Point it at any image, video, or camera and it will detect objects, count people, and describe scenes — all running locally on your Mac, no cloud APIs needed.
Core capabilities:
- Detect — Find and count objects (people, cars, etc.) in images
- Describe — Get natural language descriptions of what's happening in a scene
- Crop-Describe — Detect objects, then describe each one individually
- REST API — Built-in web server on port 8100 with interactive docs
- CLI — Simple commands:
trio serve,trio analyze,trio webcam
New to computer vision? Key terms explained
| Term | What it means |
|---|---|
| YOLO | "You Only Look Once" — a fast object detection model that finds and labels objects in images |
| VLM | Vision Language Model — an AI model that can look at an image and describe it in natural language |
| MLX | Apple's machine learning framework, optimized for M1/M2/M3/M4 chips |
| ONNX | A standard format for ML models that runs on any hardware |
| ToMe | Token Merging — a technique that makes VLM inference faster by reducing redundant data |
| KV cache | A memory optimization that speeds up processing of sequential video frames |
Quick Start
# 1. Install (Apple Silicon Mac recommended)
pip install 'trio-core[mlx]'
# 2. Check your setup
trio doctor
# 3. Start the server
trio serve
First run note: The first time you run
trio serveortrio analyze, the model will be downloaded automatically (~2 GB for the default 3B model). This takes 5-20 minutes depending on your connection.
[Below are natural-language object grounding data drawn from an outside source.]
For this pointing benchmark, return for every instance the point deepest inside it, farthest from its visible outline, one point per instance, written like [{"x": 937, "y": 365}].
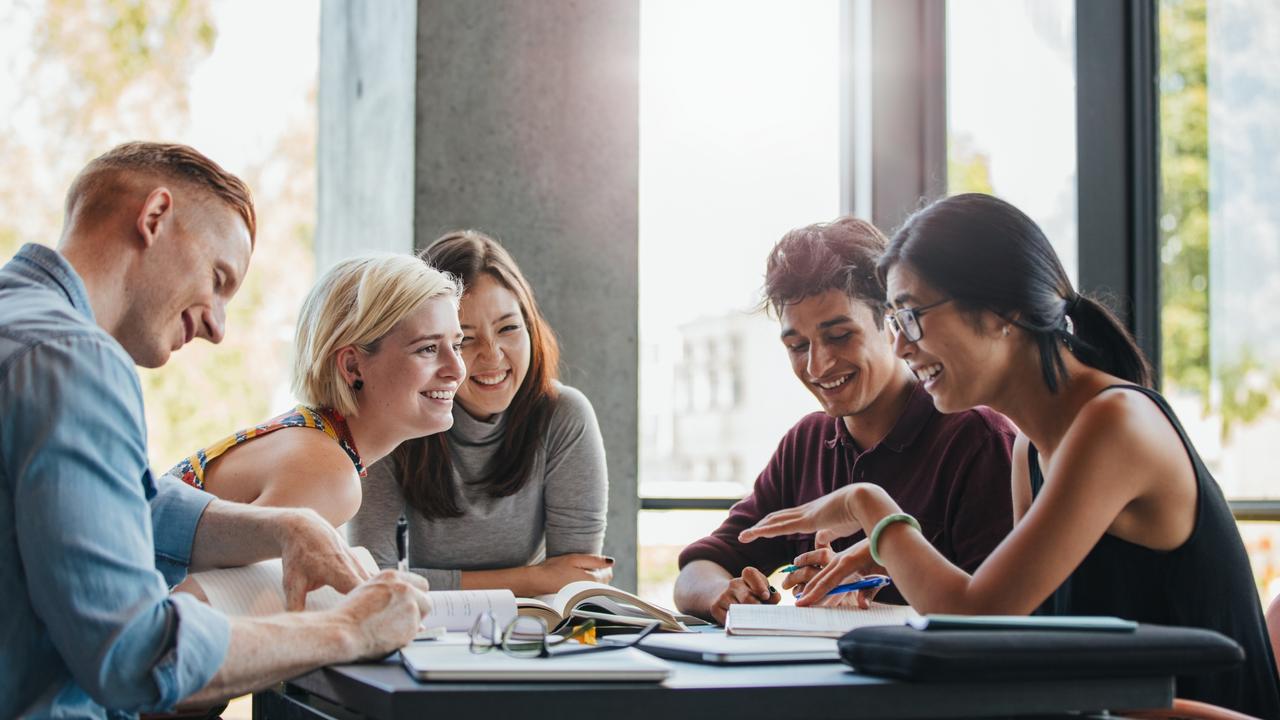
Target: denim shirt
[{"x": 90, "y": 542}]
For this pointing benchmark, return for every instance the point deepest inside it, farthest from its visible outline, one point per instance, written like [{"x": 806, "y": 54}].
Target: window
[
  {"x": 1011, "y": 109},
  {"x": 739, "y": 142},
  {"x": 1220, "y": 245}
]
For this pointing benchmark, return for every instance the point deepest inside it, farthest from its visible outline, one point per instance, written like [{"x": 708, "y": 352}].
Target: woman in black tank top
[{"x": 1115, "y": 513}]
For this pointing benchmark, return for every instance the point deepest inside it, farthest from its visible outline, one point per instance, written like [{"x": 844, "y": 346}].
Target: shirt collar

Subsequent runs start instantly.
Once the server is running, open http://localhost:8100/docs in your browser to explore the API interactively, or try it from the terminal:
# In another terminal — grab any image and detect objects in it
# macOS:
curl -X POST http://localhost:8100/api/inference/detect \
-H "Content-Type: application/json" \
-d '{"image_b64": "'$(base64 -i your-photo.jpg)'"}'
# Linux:
curl -X POST http://localhost:8100/api/inference/detect \
-H "Content-Type: application/json" \
-d '{"image_b64": "'$(base64 -w0 your-photo.jpg)'"}'
{
"people_count": 3,
"vehicle_count": 1,
"by_class": {"person": 3, "car": 1},
"crops_b64": [{"class": "person", "bbox": [100, 50, 200, 300], "confidence": 0.92}],
"elapsed_ms": 45
}
Or analyze an image directly from the CLI (no server needed):
trio analyze your-photo.jpg -q "How many people are in this image?"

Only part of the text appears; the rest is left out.